沉诺靠在他的怀里,“你不用给我说这些,我不在意的,只要你不喜欢她,什么都无所谓。”

“那你在意什么?”他捏着她的下颌,眸光直视进她的明眸里。

沉诺的手指,轻轻的摸了摸他瑰色的唇瓣,“我在意的,永远只有你心里的那个位置,只要她是我的,别的妖魔鬼怪我都不畏惧。”

连玦俯下身,轻轻吻着,嘴里轻喃道,“那里只有你,也只会是你。”

“我明白。”她淡笑着,慢慢的回应着他。

房间里的暧昧节节攀升,最终演变成燃烧着的火,要将一切都烧之殆尽。

……

齐离回到房间,他推开了窗,他吻了吻挂在脖颈间的戒指,眸光渐渐望向满天的星子,“歆歆,我想你了。”

他的心上像是有一个大口子,本因时间渐渐缝合的伤痛,却因为沉诺的话又再度撕裂。

沉诺解开了他的心结,却也让他再也无法愈合。

躺在冰床上的人,似乎听到了遥远的呼唤,她的眼角淌着泪花,在永无止境的梦境里嚎啕大哭,心疼着他所有的等待。

阿离,阿离,我在你身边,你能感觉到我吗?

阿离,对不起,我回不来了。

……

“啊……”沉诺从梦里惊醒,她头上全都是冷汗,心悸一阵阵的袭来,她捂着胸口,那股疼痛那么明显,到底是谁在她身上作怪。

连玦被她的叫喊吵醒,他扭头,她大口喘着气,满脸的怔然,那模样好似是受了什么巨大打击,他拧着眉,“怎么了?”

外面的天已经亮了,沉诺扭过头看着他,却无法诉说自己梦境里遇到的一切,毕竟这是个梦啊,有谁会相信?

她摇了摇头,“没事。”

“沉诺,你到底梦见什么了?”连玦严肃的问了出来。

沉诺抿着唇,努力的回想着梦里的一切,却发现一切都是徒劳,她摇了摇头,“没……”

“别再说没事了,你这样惊醒了多少次了?你不说我怎么知道你到底发生了什么!”

沉诺咬着牙,望着他执着的眉眼,知道无法隐瞒了,她只能轻声道,“我做了个很怪的梦,梦里的女人一直在哭。”

“在哭?”连玦拧着眉,也是一片惊疑。

沉诺点头,“不知道为什么,每次她这样我仿佛能感觉到她的心疼,那感觉就好像是她就是我,而我就是她。”

“有这么奇怪的事?”

沉诺低着头,“我知道这很匪夷所思,但是……”她的话没有接着说下去,整个人看起来懊恼极了。

连玦微叹了口气,将她抱在怀里,“没事了,我在呢。”

“嗯。”沉诺轻轻哼了一声,“可能是因为最近没睡好吧。”

连玦没有开口,直觉告诉他,这一切都没有那么简单。

门外传来敲门声,连玦皱眉,一猜就知道是谁了。

齐离倚在门口,“两位,我一夜一万的住宿费,连个早餐都没有吗?真是太残忍了呢,你们这样我可是要给差评的。”

本身心情还很抑郁的沉诺,倏地就笑了,这个齐离真是……

她推开连玦,催促道,“你也赶快起来了,要去公司了。”

连玦点头,心里还在想着她梦境的事,“嗯。”

收拾了一番,沉诺就下楼了,随便弄了一点吃的,宋离就准时来报道了,把孩子们送去上学,她和连玦也准备去上班了。

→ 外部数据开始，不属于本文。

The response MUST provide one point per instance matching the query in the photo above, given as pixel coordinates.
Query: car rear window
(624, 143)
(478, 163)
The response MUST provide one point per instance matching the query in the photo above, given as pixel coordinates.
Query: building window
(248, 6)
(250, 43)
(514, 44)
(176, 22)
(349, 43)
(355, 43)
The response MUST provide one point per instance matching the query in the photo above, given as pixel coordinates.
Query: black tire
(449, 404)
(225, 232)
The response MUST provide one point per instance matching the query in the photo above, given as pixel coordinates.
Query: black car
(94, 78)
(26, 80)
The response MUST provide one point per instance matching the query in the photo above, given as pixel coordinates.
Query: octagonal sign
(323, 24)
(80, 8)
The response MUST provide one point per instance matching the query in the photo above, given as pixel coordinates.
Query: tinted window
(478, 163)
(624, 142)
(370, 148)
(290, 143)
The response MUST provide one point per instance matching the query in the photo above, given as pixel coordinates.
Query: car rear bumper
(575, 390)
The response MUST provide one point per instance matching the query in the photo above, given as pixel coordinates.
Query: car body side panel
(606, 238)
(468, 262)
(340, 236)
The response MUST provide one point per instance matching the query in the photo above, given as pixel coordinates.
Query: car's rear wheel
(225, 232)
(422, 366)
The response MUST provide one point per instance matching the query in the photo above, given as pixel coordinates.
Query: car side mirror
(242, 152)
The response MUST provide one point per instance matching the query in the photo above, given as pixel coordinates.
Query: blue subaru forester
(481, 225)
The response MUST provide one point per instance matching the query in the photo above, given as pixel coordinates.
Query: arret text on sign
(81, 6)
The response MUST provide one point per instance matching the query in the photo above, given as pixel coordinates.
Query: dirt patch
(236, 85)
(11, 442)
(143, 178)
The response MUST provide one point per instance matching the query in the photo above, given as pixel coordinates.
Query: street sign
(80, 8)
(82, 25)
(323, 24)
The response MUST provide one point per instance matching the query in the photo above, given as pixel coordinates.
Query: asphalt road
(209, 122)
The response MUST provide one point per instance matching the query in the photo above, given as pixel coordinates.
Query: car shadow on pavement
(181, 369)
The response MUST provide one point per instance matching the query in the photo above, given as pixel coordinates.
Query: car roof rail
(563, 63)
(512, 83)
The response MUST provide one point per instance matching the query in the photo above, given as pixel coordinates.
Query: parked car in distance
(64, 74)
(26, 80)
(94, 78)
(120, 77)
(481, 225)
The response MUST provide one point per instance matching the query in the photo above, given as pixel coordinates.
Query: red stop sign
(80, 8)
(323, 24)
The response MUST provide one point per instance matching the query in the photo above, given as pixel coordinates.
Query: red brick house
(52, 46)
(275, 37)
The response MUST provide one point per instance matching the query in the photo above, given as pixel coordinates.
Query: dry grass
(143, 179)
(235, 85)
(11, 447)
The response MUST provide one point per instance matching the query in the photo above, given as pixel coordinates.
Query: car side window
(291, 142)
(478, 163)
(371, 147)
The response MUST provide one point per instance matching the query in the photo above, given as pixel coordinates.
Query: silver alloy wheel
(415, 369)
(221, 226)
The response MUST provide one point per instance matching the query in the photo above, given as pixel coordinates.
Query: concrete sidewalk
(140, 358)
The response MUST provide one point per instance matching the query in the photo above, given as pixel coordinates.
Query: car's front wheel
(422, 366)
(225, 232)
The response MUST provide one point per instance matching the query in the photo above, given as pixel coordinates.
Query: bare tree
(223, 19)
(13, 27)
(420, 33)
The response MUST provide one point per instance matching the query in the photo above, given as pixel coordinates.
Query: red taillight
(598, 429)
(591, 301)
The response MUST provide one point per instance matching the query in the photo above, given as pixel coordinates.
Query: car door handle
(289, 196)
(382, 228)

望着还坐在客厅的齐离,有点好奇,“齐总,你不去齐氏吗?”

齐离眼里闪过一丝轻蔑,然后靠在沙发上,“不用,他们不需要我。”

连玦的眉头微微皱起,淡淡的问道,“这是齐老的意思?”

“反正他们本就是想将我驱逐,这样也挺好,乐得清闲。”

听到这话,连玦倒是一脸轻松,他笑了笑,“需要帮忙跟我说。”

齐离嗯了一声,“我不会跟你客气的。”

随后,连玦就拉着沉诺去了公司,在车上沉诺还是有点好奇,“齐氏也很复杂吗?”、

“豪门内斗是常有的事,齐离不算是齐家正统的子孙,他是私生子。”说到这里他顿了一下,“他现在的殊荣都是自己拼回来的。”

沉诺震惊的瞪大双眼,忽然想起他给她说得故事,“那他小的时候……”

“齐离小的时候并不得齐老的喜欢,轻则打骂,重则罚跪祠堂,三天三夜不进食。”

那是怎么样的残忍,明明还是幼年之龄便尝尽了辛酸。

沉诺拧着眉头,心里的震撼可想而知,“那棠歆是不是这时候出现的?”

“聪明。”

连玦叹息了一声,“我原以为他两会好好的,老天爷对齐离还是有两份薄待,可是世事弄人,棠歆生下齐麟后大出血,当天便离开了。”

“好不容易从黑暗里触及到了光明,谁曾想时光却这么短暂,他一定很伤心吧?”

“嗯。”

沉诺认真的看着连玦,“如果我那一天早你离开,你一定要忘记我。”

“胡说!”连玦轻斥道,“别乌鸦嘴。”

“我说真的。”沉诺垂下眼,对于这个故事就像是切生体会一般,“我知道留下来的才是最痛苦的,所以我早你而去,你一定就要忘了我,我不会怪你,但是你若是亏待了自己,我一定不会原谅你。”

连玦将车靠边停下,睨着她,“怎么突然伤春悲秋了?”

沉诺摇了摇头,“我不是伤春悲秋,世事无常,说不定……”

“不会有那一天!”他截了她的话,将她抱入怀里,“我想你保证,我们会白头到老,长命百岁。”